Computer Simulation: A finite difference method was used, which covered a broad range of microstructural parameters: intracellular water lifetime $$$\tau_{in}$$$ 50 – 500 ms, $$$d$$$ 5 – 15 μm, $$$D_{in}$$$ and $$$D_{ex}$$$ were 1 and 2 μm²/ms.

In vitro study: Murine erythroleukemia (MEL) cells were cultured, fixed and treated with saponin to selectively change cell membrane permeability without changing other cellular microstructure⁵. Four different concentrations of saponin, 0, 0.01%, 0.025%, and 0.05%, were used. Constant gradient experiments⁶ were used to estimate $$$\tau_{in}$$$. The mean cell diameters were measured using light microscopy.

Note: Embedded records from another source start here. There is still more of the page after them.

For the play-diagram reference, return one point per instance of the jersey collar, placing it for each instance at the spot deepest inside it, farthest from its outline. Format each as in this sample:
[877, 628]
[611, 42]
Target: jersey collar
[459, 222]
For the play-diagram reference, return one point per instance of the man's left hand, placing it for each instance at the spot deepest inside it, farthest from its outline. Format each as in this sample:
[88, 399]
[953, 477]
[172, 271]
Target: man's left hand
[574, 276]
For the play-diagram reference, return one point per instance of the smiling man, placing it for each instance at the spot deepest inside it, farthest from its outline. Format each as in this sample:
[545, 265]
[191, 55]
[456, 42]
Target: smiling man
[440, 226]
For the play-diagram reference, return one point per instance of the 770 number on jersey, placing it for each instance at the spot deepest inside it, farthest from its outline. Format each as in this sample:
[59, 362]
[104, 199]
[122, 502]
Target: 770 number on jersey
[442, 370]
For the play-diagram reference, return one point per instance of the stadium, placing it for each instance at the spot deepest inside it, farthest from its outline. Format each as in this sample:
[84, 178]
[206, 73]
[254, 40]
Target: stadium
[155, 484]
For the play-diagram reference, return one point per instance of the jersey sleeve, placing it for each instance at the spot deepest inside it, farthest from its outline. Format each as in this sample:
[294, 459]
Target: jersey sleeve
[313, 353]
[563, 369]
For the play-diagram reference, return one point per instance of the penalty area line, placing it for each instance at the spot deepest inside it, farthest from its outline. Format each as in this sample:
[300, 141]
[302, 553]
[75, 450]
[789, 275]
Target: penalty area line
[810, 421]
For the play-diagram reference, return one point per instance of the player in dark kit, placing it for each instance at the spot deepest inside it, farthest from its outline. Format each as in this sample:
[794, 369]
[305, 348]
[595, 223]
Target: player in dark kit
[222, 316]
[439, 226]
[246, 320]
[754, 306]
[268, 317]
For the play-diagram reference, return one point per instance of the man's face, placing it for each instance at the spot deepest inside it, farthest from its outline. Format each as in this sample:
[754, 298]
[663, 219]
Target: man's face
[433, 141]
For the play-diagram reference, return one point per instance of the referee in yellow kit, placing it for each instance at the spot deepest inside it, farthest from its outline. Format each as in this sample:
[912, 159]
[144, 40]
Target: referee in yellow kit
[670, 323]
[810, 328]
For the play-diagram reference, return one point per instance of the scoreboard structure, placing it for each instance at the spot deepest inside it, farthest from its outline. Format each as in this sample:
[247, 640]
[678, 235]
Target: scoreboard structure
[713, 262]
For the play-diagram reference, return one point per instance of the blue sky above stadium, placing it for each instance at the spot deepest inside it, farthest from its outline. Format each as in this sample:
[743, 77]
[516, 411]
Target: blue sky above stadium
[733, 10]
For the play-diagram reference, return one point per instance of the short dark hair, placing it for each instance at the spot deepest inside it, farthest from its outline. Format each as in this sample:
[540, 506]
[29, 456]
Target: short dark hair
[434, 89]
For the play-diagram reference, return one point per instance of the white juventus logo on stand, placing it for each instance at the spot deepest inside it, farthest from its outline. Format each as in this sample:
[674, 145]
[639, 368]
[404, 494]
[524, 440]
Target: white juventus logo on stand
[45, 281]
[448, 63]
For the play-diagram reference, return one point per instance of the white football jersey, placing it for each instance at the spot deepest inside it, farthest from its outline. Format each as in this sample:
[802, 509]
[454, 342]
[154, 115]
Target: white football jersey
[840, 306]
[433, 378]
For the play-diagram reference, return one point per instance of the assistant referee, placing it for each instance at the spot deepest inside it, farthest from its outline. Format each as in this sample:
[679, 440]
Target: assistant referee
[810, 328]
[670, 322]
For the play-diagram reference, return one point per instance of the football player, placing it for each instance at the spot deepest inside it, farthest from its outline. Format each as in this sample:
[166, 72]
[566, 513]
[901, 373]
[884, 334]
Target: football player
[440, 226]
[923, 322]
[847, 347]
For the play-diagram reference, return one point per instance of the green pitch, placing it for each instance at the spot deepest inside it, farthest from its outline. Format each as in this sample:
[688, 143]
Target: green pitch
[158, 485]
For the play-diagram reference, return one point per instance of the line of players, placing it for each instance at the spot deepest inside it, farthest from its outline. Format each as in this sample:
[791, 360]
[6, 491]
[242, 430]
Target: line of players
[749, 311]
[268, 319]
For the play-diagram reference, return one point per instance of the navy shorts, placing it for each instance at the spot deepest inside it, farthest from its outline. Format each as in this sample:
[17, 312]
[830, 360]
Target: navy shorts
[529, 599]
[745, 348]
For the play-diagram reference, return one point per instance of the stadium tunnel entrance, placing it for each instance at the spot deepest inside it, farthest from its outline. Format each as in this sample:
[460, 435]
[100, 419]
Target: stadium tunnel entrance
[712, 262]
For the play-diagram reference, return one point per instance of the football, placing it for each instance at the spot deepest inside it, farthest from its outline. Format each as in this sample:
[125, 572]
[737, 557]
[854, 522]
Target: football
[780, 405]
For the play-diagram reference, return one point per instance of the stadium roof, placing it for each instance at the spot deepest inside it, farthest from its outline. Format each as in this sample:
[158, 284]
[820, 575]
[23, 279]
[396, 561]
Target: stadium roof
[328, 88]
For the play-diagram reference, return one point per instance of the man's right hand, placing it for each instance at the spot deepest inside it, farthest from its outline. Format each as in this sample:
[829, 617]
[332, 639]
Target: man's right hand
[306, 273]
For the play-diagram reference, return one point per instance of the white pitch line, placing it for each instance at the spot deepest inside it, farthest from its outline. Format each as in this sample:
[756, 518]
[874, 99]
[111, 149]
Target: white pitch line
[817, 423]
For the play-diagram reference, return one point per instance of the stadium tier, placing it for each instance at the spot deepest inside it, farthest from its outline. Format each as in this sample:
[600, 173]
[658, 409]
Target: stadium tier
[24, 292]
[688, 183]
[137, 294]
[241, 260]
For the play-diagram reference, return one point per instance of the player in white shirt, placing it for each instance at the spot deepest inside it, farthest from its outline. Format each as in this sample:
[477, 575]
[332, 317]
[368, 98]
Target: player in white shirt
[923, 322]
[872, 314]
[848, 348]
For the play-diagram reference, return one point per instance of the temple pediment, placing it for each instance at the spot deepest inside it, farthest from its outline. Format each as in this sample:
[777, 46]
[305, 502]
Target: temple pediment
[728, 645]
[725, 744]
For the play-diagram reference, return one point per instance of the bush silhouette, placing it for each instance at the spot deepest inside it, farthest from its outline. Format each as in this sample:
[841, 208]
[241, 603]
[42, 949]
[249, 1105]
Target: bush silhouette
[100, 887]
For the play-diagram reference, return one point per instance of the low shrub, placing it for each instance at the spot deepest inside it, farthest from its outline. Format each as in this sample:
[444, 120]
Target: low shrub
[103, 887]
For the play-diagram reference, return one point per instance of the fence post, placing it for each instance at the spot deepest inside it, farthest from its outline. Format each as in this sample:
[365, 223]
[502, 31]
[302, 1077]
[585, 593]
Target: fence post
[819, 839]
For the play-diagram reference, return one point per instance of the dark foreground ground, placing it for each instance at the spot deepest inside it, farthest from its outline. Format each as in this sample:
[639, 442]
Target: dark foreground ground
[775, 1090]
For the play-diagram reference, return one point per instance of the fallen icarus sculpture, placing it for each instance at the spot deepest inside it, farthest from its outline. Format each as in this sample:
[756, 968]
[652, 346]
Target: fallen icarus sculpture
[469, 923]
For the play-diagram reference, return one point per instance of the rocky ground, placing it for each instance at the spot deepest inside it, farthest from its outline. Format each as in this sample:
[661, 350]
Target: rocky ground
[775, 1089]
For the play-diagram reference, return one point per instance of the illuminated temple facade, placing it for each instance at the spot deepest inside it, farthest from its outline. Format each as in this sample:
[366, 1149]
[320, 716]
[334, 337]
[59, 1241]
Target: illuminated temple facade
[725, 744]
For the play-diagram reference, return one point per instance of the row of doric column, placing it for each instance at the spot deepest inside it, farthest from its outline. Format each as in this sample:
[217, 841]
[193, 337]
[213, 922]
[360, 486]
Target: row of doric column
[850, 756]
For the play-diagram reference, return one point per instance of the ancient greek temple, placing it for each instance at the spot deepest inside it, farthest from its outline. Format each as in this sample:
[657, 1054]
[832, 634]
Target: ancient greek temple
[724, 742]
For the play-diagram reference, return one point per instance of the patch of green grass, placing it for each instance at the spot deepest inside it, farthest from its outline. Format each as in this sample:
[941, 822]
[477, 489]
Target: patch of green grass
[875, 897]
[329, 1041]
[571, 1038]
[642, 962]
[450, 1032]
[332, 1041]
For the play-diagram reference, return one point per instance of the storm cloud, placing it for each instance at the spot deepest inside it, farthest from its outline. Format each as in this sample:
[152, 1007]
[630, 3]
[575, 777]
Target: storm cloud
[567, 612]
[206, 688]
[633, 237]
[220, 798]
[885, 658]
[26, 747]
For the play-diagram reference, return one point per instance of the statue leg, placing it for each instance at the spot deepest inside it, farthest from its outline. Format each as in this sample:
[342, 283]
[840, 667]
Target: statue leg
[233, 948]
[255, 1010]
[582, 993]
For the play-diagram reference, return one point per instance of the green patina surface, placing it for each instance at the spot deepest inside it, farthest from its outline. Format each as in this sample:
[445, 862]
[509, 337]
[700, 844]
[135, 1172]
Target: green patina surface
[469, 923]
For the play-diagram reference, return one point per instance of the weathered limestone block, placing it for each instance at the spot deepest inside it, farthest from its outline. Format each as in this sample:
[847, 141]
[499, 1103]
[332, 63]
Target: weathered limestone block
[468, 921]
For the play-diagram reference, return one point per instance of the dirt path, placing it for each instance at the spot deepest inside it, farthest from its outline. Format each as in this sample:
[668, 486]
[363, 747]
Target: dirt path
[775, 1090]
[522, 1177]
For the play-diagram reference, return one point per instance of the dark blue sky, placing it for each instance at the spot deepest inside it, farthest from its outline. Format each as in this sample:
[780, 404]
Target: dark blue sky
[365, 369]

Figure 1 shows the simulated fitting errors compared with ground truth values dependent on $$$d$$$ and $$$\tau_{in}$$$. Both TDS and PGSE_II provide accurate $$$d$$$ (error < 5%) for most $$$\tau_{in}$$$ and $$$d$$$, while PGSE_I can provide < 5% errors only when $$$\tau_{in}$$$ > 400 ms and 10 ≤ $$$d$$$ ≤ 15 μm. All three methods significantly underestimated $$$f_{in}$$$, and $$$f_{in}$$$ decreases rapidly with smaller $$$\tau_{in}$$$. Reasonable $$$D_{in}$$$ (errors < 10%) can be fit using TDS for most $$$\tau_{in}$$$ and $$$d$$$, although the fits with errors < 5% occurred only when 7≤ $$$d$$$ ≤ 15 μm. PGSE_I could provide reasonable fits of $$$D_{in}$$$ only with large $$$d$$$ and longer $$$\tau_{in}$$$, while PGSE_II could not fit $$$D_{in}$$$. Figure 2 shows that, except for fast exchange ($$$\tau_{in}$$$ < 100 ms), the choices of $$$D_{in}$$$ had minor effects on the fittings of PGSE_II, indicating the accuracy of fitted $$$d$$$ is not influenced by the empirically pre-defined $$$D_{in}$$$ used in the fittings. Figure 3 summarizes results of cultured MEL cell experiments with four different membrane permeabilities. Consistent with simulations, TDS and PGSE_II provide accurate fittings of $$$d$$$ independent of $$$\tau_{in}$$$, while fitted $$$f_{in}$$$ decreased rapidly with short $$$\tau_{in}$$$. $$$D_{in}$$$ was 0.84 μm²/ms when $$$\tau_{in}$$$ > 100 ms using TDS, while $$$D_{in}$$$ was fit as 0.55 μm²/ms using PGSE_I. All other fitted parameters showed dependence on $$$\tau_{in}$$$. Both computer simulations and in vitro cell studies suggest that: for PGSE_II, empirically pre-defining $$$D_{in}$$$ as a constant in fittings not only decreases the number of free parameters but also, more importantly, significantly increases the accuracy of other fit parameters. Both TDS and PGSE_II methods provided accurate fits of mean cell diameter $$$d$$$ independent of transcytolemmal water exchange, while intracellular volume fraction $$$f_{in}$$$ was significantly underestimated in both methods and decreased with short $$$\tau_{in}$$$. The TDS method is capable of estimating intracellular diffusion coefficient $$$D_{in}$$$ when appropriate ranges of $$$d$$$ (7 – 15 μm) and $$$\tau_{in}$$$ > 100 ms were satisfied, while $$$D_{in}$$$ cannot be reliably estimated using the PGSE methods. These results can assist better interpreting diffusion data of quantitative characterization of e.g. tumors, where transcytolemmal water exchange cannot be ignored.